On the other hand, I loved this first book in the Charlotte Holmes series and can’t wait to read the rest. It’s also about Holmes and Watson’s descendants, Charlotte and Jamie, contemporary teenagers who attend a fancy boarding school. They do fall into roles similar to those of their famous ancestors, but the character development is sort of about that: how each has been raised with certain expectations, whether external (Charlotte’s family trains its members in deduction and detective work from childhood) or internal (Jamie has daydreamed about adventures with his Holmes counterpart since childhood and has built a shaky fantasy-self around that possibility).

Charlotte is extremely competent, emotionally complex, and just vulnerable enough to make the stakes high. She is implied to be neurodivergent and possibly under the asexual umbrella in a thoughtful way that acknowledges that asexual =/= aromantic or completely opposed to sex always all the time. At the end, if you think about the main mystery from the perspective of the revealed antagonist, the plot doesn’t entirely make sense, but it’s such a joy to watch Charlotte’s combination of meticulousness and intelligence in action that it’s difficult to begrudge the author moments of wiggled logic to make the plot worthy of the protagonist’s skill.

However, what makes or breaks a Holmes-Watson partnership story is whether Watson is an interesting character on their own, and James definitely is. As I explain why, I’m going to mention an early-story vague spoiler, so stop reading here if that bothers you.

Also, content warning: the spoiler involves sexual assault.

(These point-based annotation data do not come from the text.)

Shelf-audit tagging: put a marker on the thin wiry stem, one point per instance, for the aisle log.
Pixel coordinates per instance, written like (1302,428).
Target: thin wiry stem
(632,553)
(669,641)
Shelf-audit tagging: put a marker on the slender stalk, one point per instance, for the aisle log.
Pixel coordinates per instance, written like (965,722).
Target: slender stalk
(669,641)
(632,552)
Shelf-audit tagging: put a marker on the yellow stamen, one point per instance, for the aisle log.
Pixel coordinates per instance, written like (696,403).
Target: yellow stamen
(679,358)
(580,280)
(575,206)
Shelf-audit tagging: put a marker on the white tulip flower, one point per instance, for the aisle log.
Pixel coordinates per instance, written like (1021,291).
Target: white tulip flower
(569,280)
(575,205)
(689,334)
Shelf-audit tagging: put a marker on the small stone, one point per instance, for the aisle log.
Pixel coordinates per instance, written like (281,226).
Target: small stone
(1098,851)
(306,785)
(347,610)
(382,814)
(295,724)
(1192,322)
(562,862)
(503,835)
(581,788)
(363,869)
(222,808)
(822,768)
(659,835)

I particularly like Jamie and his narration because he shows how masculinity can challenge toxic masculinity and sexist tropes. He’s both flawed and skilled in conventionally masculine ways: he’s good at punching people but also has a short temper. He’s attracted to and considerate toward girls and women but also recognizes that he treats them interchangeably and tends to fall for the idea of a girlfriend rather than a particular person. But I’m especially intrigued by the way the story includes his feelings (he is, after all, the narrator) but centres those of others when appropriate.

In particular, relatively early in the story, James learns that a female character he cares about survived rape. The narrative gives him space to be devastated by this information without prioritising his feelings over those of the survivor. He is angry that someone could do this to another person and upset that the character he cares about was hurt in this way and distraught that there’s no way he can undo the pain the experience caused her… but, the narrative makes clear, these are his feelings, for him to deal with. It’s his own job to cope with them, not the job of the survivor to help him do so. When he’s with her, his job is to support her feelings in whatever way she tells him to, which he does. For example, he would feel better if they talked together about what happened, but when he asks the survivor if she wants to, she says no. So he supports her by talking about other things, the way she wants, and works through his feelings on his own or with other characters.

I mentioned above that many stories that change Holmes’s gender subvert or comment on gender assumptions and conventions. I like how this story does the same with its Watson’s retained maleness as well, and I love how its two main characters interact and negotiate trust, mutual support, and intimacy.

* To be clear, I’m not saying that only adaptations that change Holmes’s gender have something to say about gender. Choosing to keep Holmes’s conventional canonical gender is also a choice and also communicates something, even if unintentionally.